Allergies can significantly impact the quality of your day and even the quality of your sleep. Now that it’s officially spring, we can enjoy all of the perks that come with the seasonal change. We see blooming flowers, bright green grass and all kinds of plants that you haven’t seen in over a year begin to reappear. As beautiful as this time of year is, many are experiencing an increase in allergy symptoms. Allergies can lead to problems sleeping and even obstructive sleep apnea. Here’s what you need to know about the connection.
When you have an allergy, your body treats the allergen as a threat. This results in classic allergic symptoms such as hives, watery eyes, congestion and at its worst, anaphylactic shock. Seasonal allergies are also sometimes referred to as allergic rhinitis. This is when the nose becomes inflamed due to the reaction of allergens in the air. Those with allergic rhinitis often have sleep problems.

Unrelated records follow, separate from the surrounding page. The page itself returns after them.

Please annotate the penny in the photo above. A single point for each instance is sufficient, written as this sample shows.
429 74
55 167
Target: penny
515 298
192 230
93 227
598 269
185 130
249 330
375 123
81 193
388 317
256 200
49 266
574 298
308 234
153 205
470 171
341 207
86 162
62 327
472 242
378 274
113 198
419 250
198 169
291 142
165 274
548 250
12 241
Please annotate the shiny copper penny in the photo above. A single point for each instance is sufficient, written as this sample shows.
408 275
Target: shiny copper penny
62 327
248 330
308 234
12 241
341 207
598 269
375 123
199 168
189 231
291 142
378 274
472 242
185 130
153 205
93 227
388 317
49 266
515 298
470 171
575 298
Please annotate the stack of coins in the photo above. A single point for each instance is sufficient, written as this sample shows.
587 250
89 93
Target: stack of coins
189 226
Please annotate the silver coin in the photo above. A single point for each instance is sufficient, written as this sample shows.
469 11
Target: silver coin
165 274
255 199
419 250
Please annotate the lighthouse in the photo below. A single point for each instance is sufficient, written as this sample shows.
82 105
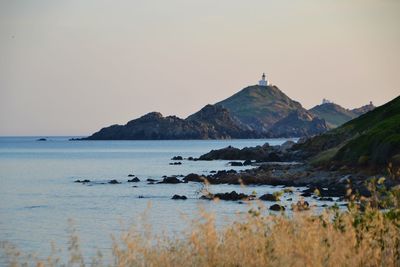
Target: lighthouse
263 81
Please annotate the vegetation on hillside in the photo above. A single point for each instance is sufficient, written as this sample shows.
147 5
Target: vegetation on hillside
372 139
260 105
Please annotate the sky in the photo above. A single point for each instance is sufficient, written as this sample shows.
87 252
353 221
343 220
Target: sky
72 67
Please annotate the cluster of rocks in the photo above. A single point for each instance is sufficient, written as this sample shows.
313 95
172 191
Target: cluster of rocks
264 153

How Allergies Can Impact Sleep
When the respiratory system suffers an allergic reaction, the airway can become narrowed. This makes breathing while sleeping a problem. If you’ve never experienced allergies, but have had a cold, you have an idea of what it’s like. Obstructive sleep apnea is when the muscles in the throat relax and block the airway during sleep. This means that breathing temporarily stops throughout the course of the sleep cycle. When you have allergies, you likely aren’t getting the proper amount of sleep your body requires and you could feel an overall sense of fatigue and fogginess throughout the day.

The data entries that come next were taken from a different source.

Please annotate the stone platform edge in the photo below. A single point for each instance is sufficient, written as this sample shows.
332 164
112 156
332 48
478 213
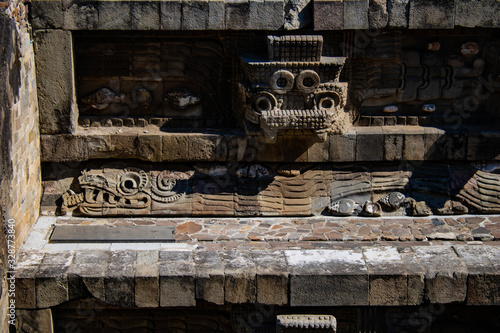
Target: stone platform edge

Some individuals may only have allergies that flare up during certain seasons, but those who have issues year round are more susceptible to developing a chronic sleep disorder. If you think you or a loved one may have OSA, here are some allergy related symptoms to look for.
- Excessive daytime sleepiness
What can be done?
There are many over-the-counter medicines that can be taken to help with side effects. Some people with severe allergies have had success with allergic immunotherapy or allergy shots. Overall, the main goal to manage this is to reduce inflammation in the nose so that there is no nasal congestion and blocked breathing. If you think you may have OSA, it is time to meet with your doctor to discuss options and testing. The sleep tests are quick, easy and painless.